Und nun empfiehlt er uns als allerletztes in diesem Brief, dass wir uns dabei gegenseitig im Blick behalten sollen. Wir brauchen einander, wenn wir unser ganzes Leben vor Gott führen wollen. Wir beten manchmal ganz allgemein dafür, dass wir mehr auf Jesus ausgerichtet werden und dass der Wunsch, ihm nachzufolgen, in uns wächst. Doch weißt du, wie das ganz praktisch geschehen kann? Wenn du dich nicht nur um dich selbst drehst, wenn du dein Christsein nicht auf eigene Faust lebst, wenn du dich nicht zurückziehst, wenn du nicht als Konsument das Angebot kritisierst, sondern wenn du investierst in Beziehungen, wenn du dich einer Gemeinde anschließt und ihr dein volles Ja gibst. Wir brauchen einander, wir brauchen verbindliche Beziehungen.

Dazu gehört dann auch der Mut, sich gegenseitig zu „bekehren“. Wir sollen nicht nur allgemein füreinander beten, sondern uns ansprechen und die gewichtigeren Fragen nicht übergehen.
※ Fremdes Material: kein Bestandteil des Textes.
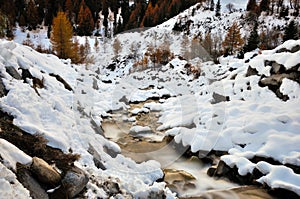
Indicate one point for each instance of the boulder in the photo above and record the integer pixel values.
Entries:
(295, 49)
(13, 72)
(24, 176)
(251, 71)
(277, 68)
(217, 98)
(44, 172)
(3, 90)
(74, 181)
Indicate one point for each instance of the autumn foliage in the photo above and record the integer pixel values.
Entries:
(61, 36)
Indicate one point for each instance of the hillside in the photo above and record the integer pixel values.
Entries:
(151, 114)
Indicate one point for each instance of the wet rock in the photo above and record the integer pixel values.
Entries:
(244, 192)
(26, 74)
(74, 181)
(211, 170)
(277, 68)
(13, 72)
(111, 187)
(251, 71)
(156, 195)
(217, 98)
(24, 176)
(95, 84)
(3, 90)
(295, 49)
(61, 80)
(44, 172)
(96, 158)
(173, 175)
(282, 50)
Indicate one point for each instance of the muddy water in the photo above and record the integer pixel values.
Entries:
(185, 176)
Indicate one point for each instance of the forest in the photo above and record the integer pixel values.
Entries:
(84, 14)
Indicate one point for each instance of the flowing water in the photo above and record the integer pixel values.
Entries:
(184, 175)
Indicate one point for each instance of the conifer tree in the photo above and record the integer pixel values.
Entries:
(233, 40)
(253, 40)
(291, 31)
(61, 36)
(218, 9)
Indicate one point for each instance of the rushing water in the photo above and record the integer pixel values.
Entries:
(186, 176)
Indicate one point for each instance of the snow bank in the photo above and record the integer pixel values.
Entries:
(11, 155)
(67, 118)
(9, 185)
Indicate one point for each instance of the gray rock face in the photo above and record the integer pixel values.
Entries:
(12, 72)
(74, 181)
(44, 172)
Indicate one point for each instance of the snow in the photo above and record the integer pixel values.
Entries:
(254, 122)
(11, 155)
(279, 177)
(139, 110)
(64, 117)
(139, 129)
(9, 185)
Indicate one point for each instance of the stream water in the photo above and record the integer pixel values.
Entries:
(183, 175)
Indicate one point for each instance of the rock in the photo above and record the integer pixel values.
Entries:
(111, 187)
(74, 181)
(61, 80)
(3, 90)
(244, 192)
(251, 71)
(217, 98)
(24, 176)
(44, 172)
(13, 72)
(295, 49)
(277, 68)
(222, 169)
(95, 84)
(211, 170)
(282, 50)
(172, 175)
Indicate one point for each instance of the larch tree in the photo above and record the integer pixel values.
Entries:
(253, 40)
(61, 36)
(264, 5)
(32, 15)
(212, 5)
(218, 9)
(85, 20)
(233, 40)
(291, 31)
(117, 47)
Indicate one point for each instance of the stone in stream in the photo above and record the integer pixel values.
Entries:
(179, 180)
(74, 181)
(44, 172)
(24, 177)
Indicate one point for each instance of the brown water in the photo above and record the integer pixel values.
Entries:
(186, 176)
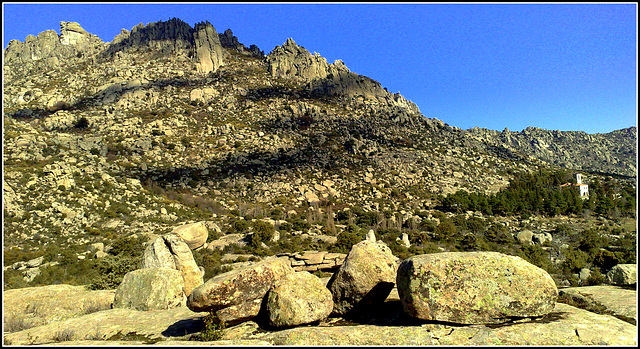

Ich las kürzlich einen Artikel bei der Gospel Coalition, in dem jemand beobachtet, dass auch Gesprächen unter Christen häufig die Tiefe fehlt. In diesem Artikel wird dann etwas empfohlen, was die Puritaner praktiziert haben und „conference“ nannten. Es waren bewusst geplante Zeiten, in denen man zielgerichtet die größeren Fragen aufgriff. Wir müssen das nicht 1:1 von den Puritanern kopieren, aber es gibt hier sicher etwas, das wir lernen können:

  • Leb nicht an den anderen vorbei, sodass jeder seine Zerrissenheit allein mit sich selbst ausmachen muss!
  • Sprich den anderen an,
  • greif die gewichtigen Fragen auf.

Es ist fantastisch, dass wir miteinander über gutes Essen, über Fußball, über unsere Arbeit und über Snowboarden reden können. Aber wenn das alles ist, fehlt etwas! Dann ist unser Leben nicht „ganz“ vor Gott. Das ist der zweite Schlüssel für ein gelungenes 2019, in dem wir wiederum die Schönheit biblischer Weisheit sehen können, weil sie durchtränkt ist vom Evangelium: Sie befreit uns vom ständigen Um-uns-selbst-drehen (was uns nicht erfüllt, das erkennen auch viele Podcaster und Ratgeber). Aber im Gegensatz zu dem durchschnittlichen Ratgeber gibt die Bibel uns auch zwei starke Argumente an die Hand: Es ist die Realität der Sünde, aber eben auch die Realität der Errettung. Jakobus schreibt: „der wird seine Seele vom Tode erretten und wird bedecken die Menge der Sünden.“ Das ist eine Erfahrung, die weit über das hinaus geht, was eine Nachbarschaftshilfe oder ein Helfen aus egoistischen Motiven in uns auslösen kann. Es ist interessant, dass die Gespräche, die mich in meinem Leben zuerst die größte Überwindung kosteten – Gespräche, in denen es um Sünde ging, wo man sich selbst demütigen musste, den anderen irgendwie ermutigen wollte (aber zuerst nicht wusste, wie) oder ermahnen musste – mir im Nachhinein oft als ganz besondere Momente vorkommen. Denn in diesen Gesprächen hat man etwas von der Realität der Errettung schmecken können.

Hier sind sie also, die zwei Schlüssel für ein gelungenes Jahr 2019: Betet (füreinander) und bekehrt einander!